Le temps d’une soirée, six exemples de ce vin ont convaincu les amateurs.

L’événement s’appelait «Jamais Gamay», et c’est tout un symbole. Celui des Suisses alémaniques qui venaient déguster en terres vaudoises et qui s’écriaient: «Chamais Gamay», tant le cépage du Beaujolais avait mauvaise presse. L’œnologue Catherine Cruchon, qui en fait dans le domaine familial d’Échichens, appuie en expliquant que leur gamay prestige s’appelle Ultimo… pour ne pas dire que c’est un gamay. Enrico Antonioli, responsable des domaines de La Côte de la Ville de Lausanne, avoue: «Je n’aimais pas le gamay au début de ma carrière. Puis j’en ai dégusté un acheté dans un Carrefour en France et j’ai adoré ce côté fruité, cette légèreté.»

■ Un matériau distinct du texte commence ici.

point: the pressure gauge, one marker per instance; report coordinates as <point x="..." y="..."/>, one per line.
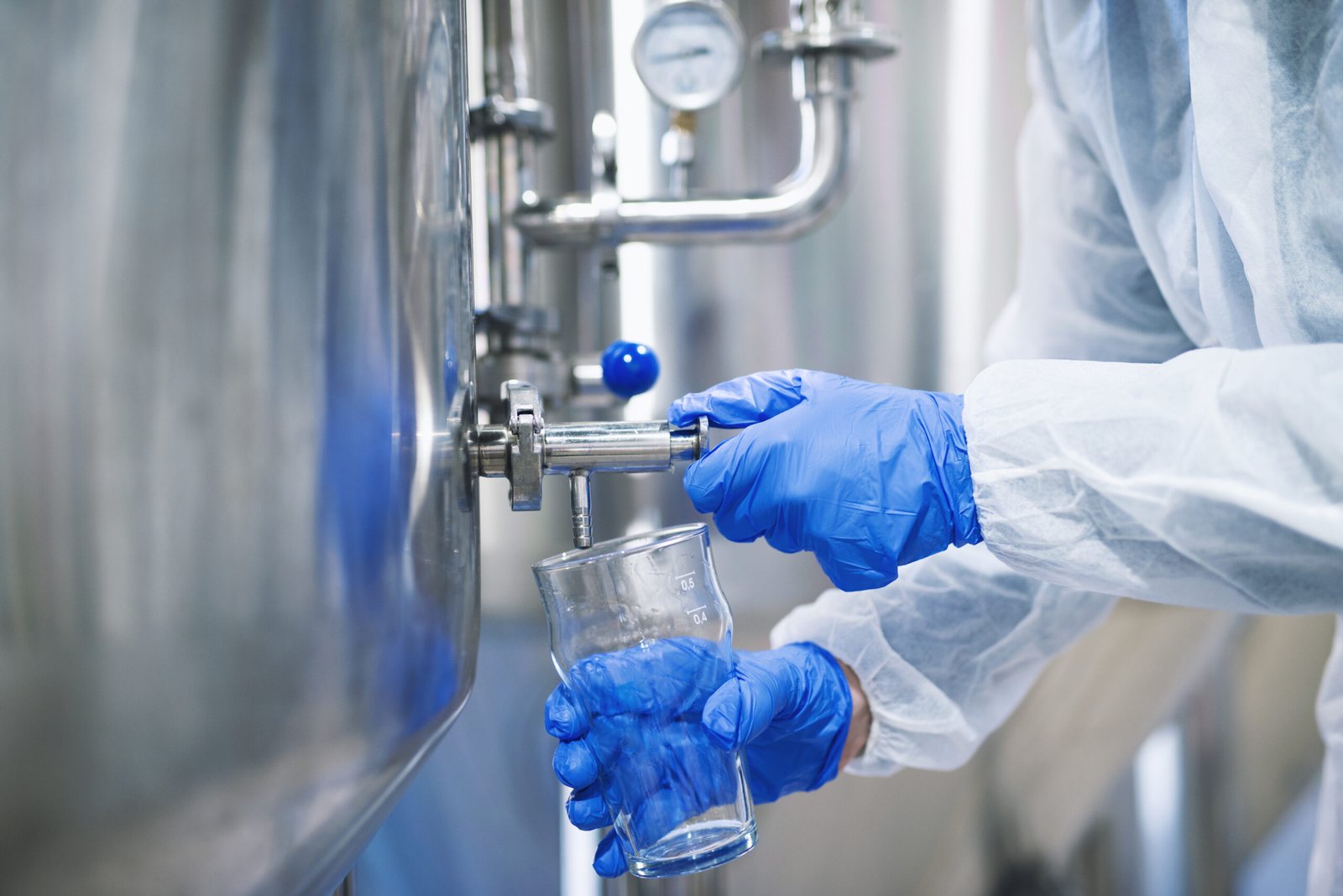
<point x="691" y="53"/>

Au Château Rochefort d’Allaman, Lausanne à Table avait ainsi réuni six vignerons qui aiment ce cépage pour en parler et le faire déguster. Un événement passionnant tant le cépage a montré six visages différents, tous flatteurs. Première règle: il faut dominer ce cépage très productif, le limiter si on ne veut pas qu’il confirme sa mauvaise réputation.

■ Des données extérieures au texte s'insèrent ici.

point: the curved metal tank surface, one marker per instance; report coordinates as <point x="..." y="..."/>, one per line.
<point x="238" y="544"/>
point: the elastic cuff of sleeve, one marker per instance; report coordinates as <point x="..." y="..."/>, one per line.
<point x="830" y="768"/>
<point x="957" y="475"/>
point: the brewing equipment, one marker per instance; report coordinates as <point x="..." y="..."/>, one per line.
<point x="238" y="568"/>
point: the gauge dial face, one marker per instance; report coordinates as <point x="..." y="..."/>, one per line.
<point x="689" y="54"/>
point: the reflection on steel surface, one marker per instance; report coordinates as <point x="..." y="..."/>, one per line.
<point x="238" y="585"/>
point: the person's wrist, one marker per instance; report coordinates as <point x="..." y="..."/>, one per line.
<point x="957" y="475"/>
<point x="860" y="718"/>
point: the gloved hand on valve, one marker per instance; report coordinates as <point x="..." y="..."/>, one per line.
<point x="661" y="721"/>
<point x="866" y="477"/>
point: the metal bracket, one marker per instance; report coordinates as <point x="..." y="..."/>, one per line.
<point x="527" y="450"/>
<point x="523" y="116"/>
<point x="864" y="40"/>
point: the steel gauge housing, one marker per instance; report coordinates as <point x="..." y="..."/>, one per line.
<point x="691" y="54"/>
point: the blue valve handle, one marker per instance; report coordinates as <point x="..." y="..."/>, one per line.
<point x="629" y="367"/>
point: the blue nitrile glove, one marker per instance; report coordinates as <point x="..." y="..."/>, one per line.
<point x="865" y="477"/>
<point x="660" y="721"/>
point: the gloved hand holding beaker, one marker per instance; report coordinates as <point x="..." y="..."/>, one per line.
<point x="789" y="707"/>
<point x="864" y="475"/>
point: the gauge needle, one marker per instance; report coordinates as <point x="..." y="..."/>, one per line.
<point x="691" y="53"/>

À Founex, Les Frères Dutruy en ont fait un pilier, qui représente 8 ha de leurs 35 ha. «Comme nous sommes aussi pépiniéristes, nous en cultivons une douzaine de variétés. Pour notre Les Romaines, vin phare, c’est une sélection du Beaujolais, des vignes d’une cinquantaine d’années. Le raisin macère avec 30% de grappes entières, trois semaines.» Vinifié en fût à chauffe légère, le 2019 offre un nez élégant, encore un peu fermé. Levures indigènes, du SO₂ juste à la mise en bouteille, une concentration intéressante face à une acidité maîtrisée.

Un vin face au réchauffement

Tous les vignerons présents racontent le retour en grâce du gamay, surtout face au réchauffement climatique. «Les jeunes veulent des vins plus légers, agréables. Le gamay ne monte pas trop en alcool et sa fraîcheur le rend toujours digeste», explique Laura Pacot, du Domaine La Colombe à Féchy. Son 2020 à peine mis en bouteille montre beaucoup de fraîcheur et de fruit, avec un nez encore un peu réduit. «C’est un cépage facilement réducteur.» Là aussi, juste un peu de S0₂ avant la mise le rend presque nature, ce qu’était le millésime 2019.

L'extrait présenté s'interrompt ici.